Re: strange table disk sizes
От | Rik Bellens |
---|---|
Тема | Re: strange table disk sizes |
Дата | |
Msg-id | 4E5F779E.1020300@telin.ugent.be обсуждение исходный текст |
Ответ на | Re: strange table disk sizes (Scott Marlowe <scott.marlowe@gmail.com>) |
Список | pgsql-general |
Op 01-09-11 13:31, Scott Marlowe schreef: > On Thu, Sep 1, 2011 at 4:32 AM, Rik Bellens<rik.bellens@telin.ugent.be> wrote: >> Hello, >> >> I have two large tables in a database, one containing original data and the >> other one derived from the first table. The first table contains several >> columns and indexes, while the second table has less columns and only one >> index. Both tables have the same number of rows. Nevertheless, the second >> table is much larger in disk size than the first one.

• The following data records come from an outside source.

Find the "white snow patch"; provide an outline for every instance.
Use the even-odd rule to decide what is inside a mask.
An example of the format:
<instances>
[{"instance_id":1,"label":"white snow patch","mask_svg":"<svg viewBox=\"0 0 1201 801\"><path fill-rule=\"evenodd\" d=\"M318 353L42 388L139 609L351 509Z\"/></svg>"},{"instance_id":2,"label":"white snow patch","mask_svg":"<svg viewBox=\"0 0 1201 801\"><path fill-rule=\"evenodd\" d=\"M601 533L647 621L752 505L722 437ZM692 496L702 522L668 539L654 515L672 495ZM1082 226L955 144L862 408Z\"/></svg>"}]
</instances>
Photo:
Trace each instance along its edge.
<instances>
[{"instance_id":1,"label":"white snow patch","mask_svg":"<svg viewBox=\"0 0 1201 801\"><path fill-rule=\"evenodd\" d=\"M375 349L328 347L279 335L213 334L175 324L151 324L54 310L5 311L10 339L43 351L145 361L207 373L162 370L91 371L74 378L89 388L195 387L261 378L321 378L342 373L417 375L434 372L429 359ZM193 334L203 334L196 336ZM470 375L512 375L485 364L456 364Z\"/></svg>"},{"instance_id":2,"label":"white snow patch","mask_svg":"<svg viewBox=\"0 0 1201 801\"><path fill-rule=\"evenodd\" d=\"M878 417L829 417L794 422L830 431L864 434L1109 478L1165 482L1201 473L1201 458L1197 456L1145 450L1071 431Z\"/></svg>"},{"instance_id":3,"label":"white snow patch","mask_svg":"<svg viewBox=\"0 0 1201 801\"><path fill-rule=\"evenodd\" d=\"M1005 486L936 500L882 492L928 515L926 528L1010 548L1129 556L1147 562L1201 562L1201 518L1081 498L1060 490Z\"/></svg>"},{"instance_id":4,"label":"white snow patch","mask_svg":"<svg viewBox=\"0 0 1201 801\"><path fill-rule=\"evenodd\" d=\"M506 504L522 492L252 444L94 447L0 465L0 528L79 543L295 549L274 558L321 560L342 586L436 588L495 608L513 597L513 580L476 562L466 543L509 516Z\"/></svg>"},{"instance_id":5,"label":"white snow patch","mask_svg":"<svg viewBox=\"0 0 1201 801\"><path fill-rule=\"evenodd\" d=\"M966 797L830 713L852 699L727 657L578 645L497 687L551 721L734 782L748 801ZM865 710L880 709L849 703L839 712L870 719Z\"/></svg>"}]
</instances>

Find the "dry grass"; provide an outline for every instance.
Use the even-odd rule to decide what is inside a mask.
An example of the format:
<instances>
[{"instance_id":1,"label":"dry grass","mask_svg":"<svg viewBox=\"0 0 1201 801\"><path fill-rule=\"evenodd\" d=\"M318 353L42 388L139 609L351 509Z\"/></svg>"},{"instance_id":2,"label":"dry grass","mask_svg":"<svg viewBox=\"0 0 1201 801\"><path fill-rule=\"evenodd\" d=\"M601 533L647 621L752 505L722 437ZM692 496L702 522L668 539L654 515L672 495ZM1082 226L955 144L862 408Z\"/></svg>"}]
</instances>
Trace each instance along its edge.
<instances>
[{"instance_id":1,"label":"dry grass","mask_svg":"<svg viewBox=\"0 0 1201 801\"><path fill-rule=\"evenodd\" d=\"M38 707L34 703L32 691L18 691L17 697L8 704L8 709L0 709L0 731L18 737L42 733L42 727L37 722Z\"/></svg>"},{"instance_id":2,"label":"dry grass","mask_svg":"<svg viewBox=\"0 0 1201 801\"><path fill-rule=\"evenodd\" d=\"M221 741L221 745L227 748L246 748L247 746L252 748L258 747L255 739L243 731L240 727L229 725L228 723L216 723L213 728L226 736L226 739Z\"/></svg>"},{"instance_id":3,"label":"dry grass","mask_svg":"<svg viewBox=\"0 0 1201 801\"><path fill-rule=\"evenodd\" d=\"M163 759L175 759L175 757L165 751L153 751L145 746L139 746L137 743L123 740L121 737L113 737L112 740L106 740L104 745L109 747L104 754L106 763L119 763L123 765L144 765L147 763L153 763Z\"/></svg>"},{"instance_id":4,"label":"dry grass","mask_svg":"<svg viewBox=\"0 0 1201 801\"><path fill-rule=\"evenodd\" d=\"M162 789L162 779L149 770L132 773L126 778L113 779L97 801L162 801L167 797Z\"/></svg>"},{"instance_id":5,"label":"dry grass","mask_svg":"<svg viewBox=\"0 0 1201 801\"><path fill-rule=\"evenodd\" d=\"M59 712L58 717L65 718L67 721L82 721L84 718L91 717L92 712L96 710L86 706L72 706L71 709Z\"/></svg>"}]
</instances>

How can this be >> explained? > This is most likely due to table bloat. In PostgreSQL when you update > or delete a row, a dead version gets left behind. Vacuum eventually > comes along and reclaims the empty space to be reused. If you delete > / update a LOT of rows at once, then you'll have a lot of dead rows > which can only be reused after vacuuming when you do more updates or > deletes later on. > > A few salient questions. What version of PostgreSQL are you running? > Is autovacuum running? Do you do a LOT of bulk deletes / updates? If > you do a lot of bulk deletes on this table, and you delete everything, > can you switch to using the truncate command instead? I use version 8.3. I see the 'autovacuum launcher process' and 'autovacuum worker process' in the process list, so I suppose autovacuum is running. Rows in the measurement table are added once and never deleted or updated. Adding a row to this table triggers a function that adds a row to the stats_count table. Normally rows are added chronologically. So rows in the stats_count table are normally not updated either. If however, for some reason, a measurement is added from an older time, all rows of that device which come after this time, are updated, but I don't think this will happen very often. The table 'stats_count' was created in a later stage, so the first 45M rows were added at once and chronologically. However, because the function to initialize this table took a long time and the client application crashed a few times, I had to restart this function several times. Can it be that there is some trash left from running this function several times without finishing it? Would it be a solution to run 'VACUUM FULL' to reclaim some disk space?